The most important anomaly, and the biggest threat to the efficient markets hypothesis, is momentum—the tendency of assets with good recent performance to continue overperforming in the near future.
Momentum has been well documented globally and across a wide spectrum of assets. It’s viewed as an anomaly because there is no good risk story, no standard asset pricing model to explain it. Thus, we are left with behavioral explanations such as investors reacting slowly or irrationally to information.
Dimitri Vayanos and Paul Woolley, authors of the study “An Institutional Theory of Momentum and Reversal,” published in the May 2013 issue of The Review of Financial Studies, provide an explanation that is based on “rational agents.”
They begin with the assumption that “investors delegate the management of their portfolios to financial institutions, such as mutual funds and hedge funds.” Their explanation then emphasizes the role of fund flows as follows.
“Suppose that a negative shock hits the fundamental value of some assets. Investment funds holding these assets realize low returns, triggering outflows by investors who update negatively about the ability of the managers running these funds.
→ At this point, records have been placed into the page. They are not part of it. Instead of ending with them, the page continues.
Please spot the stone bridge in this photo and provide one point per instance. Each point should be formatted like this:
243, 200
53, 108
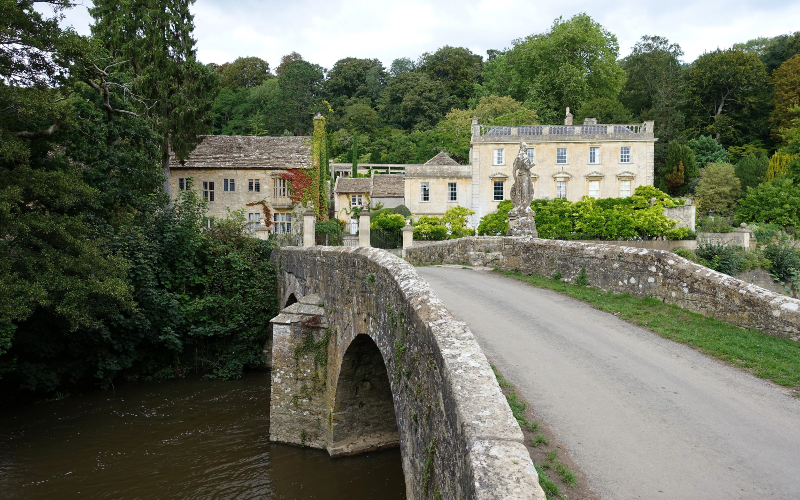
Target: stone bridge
365, 356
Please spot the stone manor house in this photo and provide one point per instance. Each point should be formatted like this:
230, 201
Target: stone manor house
570, 161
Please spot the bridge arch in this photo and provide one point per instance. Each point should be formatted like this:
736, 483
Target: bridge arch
365, 316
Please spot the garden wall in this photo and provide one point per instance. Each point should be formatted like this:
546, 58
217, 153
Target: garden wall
641, 272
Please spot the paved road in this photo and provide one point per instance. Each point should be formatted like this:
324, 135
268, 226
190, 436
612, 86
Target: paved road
643, 417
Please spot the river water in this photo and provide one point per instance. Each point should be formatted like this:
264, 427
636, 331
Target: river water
188, 438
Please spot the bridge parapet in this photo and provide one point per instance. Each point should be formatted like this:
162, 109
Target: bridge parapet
637, 271
387, 335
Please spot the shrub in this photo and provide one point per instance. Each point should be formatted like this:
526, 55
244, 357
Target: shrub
402, 210
720, 257
388, 221
433, 232
681, 233
496, 223
784, 258
718, 189
774, 202
715, 225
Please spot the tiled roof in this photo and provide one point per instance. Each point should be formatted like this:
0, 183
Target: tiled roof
387, 186
441, 159
348, 185
239, 151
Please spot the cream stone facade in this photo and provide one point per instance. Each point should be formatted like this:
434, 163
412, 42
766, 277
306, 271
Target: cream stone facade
439, 184
240, 172
570, 161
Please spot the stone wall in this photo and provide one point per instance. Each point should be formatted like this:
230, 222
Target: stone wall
456, 433
642, 272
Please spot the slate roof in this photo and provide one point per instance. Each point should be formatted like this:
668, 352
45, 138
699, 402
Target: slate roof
239, 151
387, 186
441, 159
348, 185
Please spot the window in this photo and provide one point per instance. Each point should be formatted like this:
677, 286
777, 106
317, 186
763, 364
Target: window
283, 222
594, 155
561, 189
498, 191
594, 189
625, 154
498, 157
208, 191
253, 221
279, 189
624, 189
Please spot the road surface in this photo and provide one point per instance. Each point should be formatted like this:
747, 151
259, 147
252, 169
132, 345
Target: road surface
644, 417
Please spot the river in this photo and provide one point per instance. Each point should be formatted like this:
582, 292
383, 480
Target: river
189, 438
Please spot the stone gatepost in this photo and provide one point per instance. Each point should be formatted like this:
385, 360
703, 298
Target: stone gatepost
309, 228
408, 238
363, 229
299, 405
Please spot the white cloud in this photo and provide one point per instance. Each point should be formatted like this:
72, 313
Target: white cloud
326, 31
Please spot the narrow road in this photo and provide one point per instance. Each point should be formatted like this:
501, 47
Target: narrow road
644, 417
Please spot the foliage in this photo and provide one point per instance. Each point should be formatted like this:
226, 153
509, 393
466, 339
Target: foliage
714, 225
457, 67
402, 210
678, 154
774, 202
751, 170
786, 81
244, 72
720, 257
455, 218
388, 221
778, 165
718, 189
414, 101
606, 110
153, 42
496, 223
707, 150
726, 93
574, 62
784, 256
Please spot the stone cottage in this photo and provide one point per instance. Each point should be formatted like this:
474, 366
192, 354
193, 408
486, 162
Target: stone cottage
235, 172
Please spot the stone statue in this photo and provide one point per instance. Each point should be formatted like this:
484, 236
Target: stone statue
521, 218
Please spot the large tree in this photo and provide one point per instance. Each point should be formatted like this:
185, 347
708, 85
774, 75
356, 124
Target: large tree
153, 41
727, 96
244, 72
414, 101
572, 63
457, 67
353, 78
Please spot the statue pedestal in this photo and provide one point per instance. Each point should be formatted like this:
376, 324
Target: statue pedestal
522, 224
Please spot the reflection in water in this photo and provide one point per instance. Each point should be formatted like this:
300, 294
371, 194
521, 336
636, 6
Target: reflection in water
182, 439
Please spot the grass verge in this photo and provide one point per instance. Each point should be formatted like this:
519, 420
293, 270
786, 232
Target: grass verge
765, 356
543, 459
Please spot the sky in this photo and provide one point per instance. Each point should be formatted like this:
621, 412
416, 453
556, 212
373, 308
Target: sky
324, 31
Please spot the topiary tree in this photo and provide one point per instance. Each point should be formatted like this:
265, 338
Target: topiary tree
718, 188
751, 170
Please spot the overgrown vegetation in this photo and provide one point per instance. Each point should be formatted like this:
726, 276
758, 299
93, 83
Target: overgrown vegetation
765, 356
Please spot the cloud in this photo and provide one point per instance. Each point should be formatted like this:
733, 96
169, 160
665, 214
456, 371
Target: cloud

“As a consequence of the outflows, funds sell assets they own, and this depresses further the prices of the assets hit by the original shock. If, in addition, outflows are gradual because of institutional constraints (e.g., lock-up periods, institutional decision lags), the selling pressure causes prices to decrease gradually, leading to momentum.”
They go on to note that eventually the outflows push prices below fundamental values, expected returns rise, leading to an eventual reversal—assets that performed well over a long period tend to subsequently underperform. They explain that reversals are closely related to the value effect—the ratio of a company’s stock price to its earnings or its book-to-market value is negatively related to subsequent performance. Relatively cheap securities, value or low-priced stocks earn higher returns than expensive securities such as growth stocks.
This explanation for momentum is consistent with findings from other academic papers. For example, recent research has found that:
- Mutual funds experiencing large outflows engage in distressed selling of their stock portfolios.
- Co-movement between stocks is larger when these are held by many mutual funds in common, controlling for style characteristics.
- Flows into stocks can explain up to 50 percent of stock-level momentum, especially for large stocks.
They authors concluded: “In focusing on flows between investment funds as a driver of momentum, we do not intend to suggest that they are the only driver. Indeed, momentum could be also generated by gradual and anticipated changes in leverage or irrational sentiment. At the same time, flows between investment funds seem to be a relevant driver of momentum.”
Larry Swedroe is director of Research for the BAM Alliance, which is part of St. Louis-based Buckingham Asset Management.